AR and ERG drive the expression of prostate cancer specific long noncoding RNAs

Annika Kohvakka, Mina Sattari, Anastasia Shcherban, Matti Annala, Alfonso Urbanucci, Juha Kesseli, Teuvo L. J. Tammela, Kati Kivinummi, Leena Latonen, Matti Nykter, Tapio Visakorpi

    Research output: Contribution to journalArticleScientificpeer-review

    1 Citation (Scopus)

    Abstract

    Long noncoding RNAs (lncRNAs) play pivotal roles in cancer development and progression, and some function in a highly cancer-specific manner. However, whether the cause of their expression is an outcome of a specific regulatory mechanism or nonspecific transcription induced by genome reorganization in cancer remains largely unknown. Here, we investigated a group of lncRNAs that we previously identified to be aberrantly expressed in prostate cancer (PC), called TPCATs.
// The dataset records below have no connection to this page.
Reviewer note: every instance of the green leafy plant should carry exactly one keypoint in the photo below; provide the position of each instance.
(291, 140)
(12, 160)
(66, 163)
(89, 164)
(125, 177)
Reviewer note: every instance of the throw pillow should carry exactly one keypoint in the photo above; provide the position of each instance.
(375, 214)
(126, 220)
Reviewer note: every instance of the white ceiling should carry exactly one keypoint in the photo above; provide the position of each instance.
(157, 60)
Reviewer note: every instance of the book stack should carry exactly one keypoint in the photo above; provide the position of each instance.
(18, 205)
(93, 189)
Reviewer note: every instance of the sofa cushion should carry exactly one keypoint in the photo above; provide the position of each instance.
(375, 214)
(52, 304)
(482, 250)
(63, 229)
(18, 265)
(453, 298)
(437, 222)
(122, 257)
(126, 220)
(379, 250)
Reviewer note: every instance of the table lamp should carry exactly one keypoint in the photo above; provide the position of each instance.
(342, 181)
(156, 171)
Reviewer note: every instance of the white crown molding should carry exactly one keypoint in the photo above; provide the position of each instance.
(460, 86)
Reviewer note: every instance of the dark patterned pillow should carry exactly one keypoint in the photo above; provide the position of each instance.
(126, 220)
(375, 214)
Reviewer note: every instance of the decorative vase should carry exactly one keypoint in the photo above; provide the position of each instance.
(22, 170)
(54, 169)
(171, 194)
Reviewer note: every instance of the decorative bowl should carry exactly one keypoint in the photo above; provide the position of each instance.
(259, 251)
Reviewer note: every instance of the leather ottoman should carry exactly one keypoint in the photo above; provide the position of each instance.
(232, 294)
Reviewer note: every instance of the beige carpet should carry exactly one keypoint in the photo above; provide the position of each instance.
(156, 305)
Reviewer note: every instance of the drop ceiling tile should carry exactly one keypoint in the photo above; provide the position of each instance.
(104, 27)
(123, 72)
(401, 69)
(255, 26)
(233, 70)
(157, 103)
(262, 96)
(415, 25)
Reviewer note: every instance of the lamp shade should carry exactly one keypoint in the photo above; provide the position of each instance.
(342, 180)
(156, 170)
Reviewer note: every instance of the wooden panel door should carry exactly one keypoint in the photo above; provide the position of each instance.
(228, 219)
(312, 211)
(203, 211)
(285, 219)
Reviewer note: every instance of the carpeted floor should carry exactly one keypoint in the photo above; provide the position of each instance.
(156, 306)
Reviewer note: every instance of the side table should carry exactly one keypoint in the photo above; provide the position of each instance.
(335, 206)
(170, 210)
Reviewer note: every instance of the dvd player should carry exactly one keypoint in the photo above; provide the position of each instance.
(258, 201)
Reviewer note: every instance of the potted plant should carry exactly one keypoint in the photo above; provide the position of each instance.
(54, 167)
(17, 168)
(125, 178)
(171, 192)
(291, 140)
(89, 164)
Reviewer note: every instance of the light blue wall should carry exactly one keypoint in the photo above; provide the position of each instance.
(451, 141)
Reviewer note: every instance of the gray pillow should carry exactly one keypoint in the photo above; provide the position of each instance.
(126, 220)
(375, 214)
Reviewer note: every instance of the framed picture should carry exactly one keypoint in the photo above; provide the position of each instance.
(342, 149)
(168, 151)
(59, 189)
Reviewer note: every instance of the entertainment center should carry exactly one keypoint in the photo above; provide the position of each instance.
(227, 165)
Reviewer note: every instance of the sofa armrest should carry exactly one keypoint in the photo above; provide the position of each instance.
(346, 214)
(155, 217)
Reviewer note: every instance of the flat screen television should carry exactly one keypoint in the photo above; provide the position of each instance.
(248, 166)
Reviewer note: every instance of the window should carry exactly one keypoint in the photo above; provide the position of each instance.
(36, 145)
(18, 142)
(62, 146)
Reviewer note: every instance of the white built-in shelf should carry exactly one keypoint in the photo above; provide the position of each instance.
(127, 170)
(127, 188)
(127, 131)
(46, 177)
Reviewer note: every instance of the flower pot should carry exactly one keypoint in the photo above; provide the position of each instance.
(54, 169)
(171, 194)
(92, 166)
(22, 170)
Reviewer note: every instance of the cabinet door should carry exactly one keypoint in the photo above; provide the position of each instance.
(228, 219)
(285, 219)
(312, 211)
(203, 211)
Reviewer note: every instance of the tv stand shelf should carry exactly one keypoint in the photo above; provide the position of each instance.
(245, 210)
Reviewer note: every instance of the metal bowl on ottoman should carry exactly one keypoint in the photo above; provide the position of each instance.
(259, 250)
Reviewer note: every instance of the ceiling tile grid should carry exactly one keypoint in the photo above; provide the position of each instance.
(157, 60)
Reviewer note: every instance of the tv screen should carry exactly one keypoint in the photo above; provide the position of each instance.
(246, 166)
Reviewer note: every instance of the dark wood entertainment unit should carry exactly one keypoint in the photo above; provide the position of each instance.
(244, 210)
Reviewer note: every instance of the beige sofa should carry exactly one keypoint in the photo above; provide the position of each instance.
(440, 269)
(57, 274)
Our high-throughput real-time PCR experiments were integrated with publicly available RNA-seq and ChIP-seq data and revealed that the expression of a subset of TPCATs is driven by PC-specific transcription factors (TFs), especially androgen receptor (AR) and ETS-related gene (ERG). Our in vitro validations confirmed that AR and ERG regulated a subset of TPCATs, most notably for EPCART. Knockout of EPCART was found to reduce migration and proliferation of the PC cells in vitro. The high expression of EPCART and two other TPCATs (TPCAT-3-174133 and TPCAT-18-31849) were also associated with the biochemical recurrence of PC in prostatectomy patients and were independent prognostic markers. Our findings suggest that the expression of numerous PC-associated lncRNAs is driven by PC-specific mechanisms and not by random cellular events that occur during cancer development. Furthermore, we report three prospective prognostic markers for the early detection of advanced PC and show EPCART to be a functionally relevant lncRNA in PC.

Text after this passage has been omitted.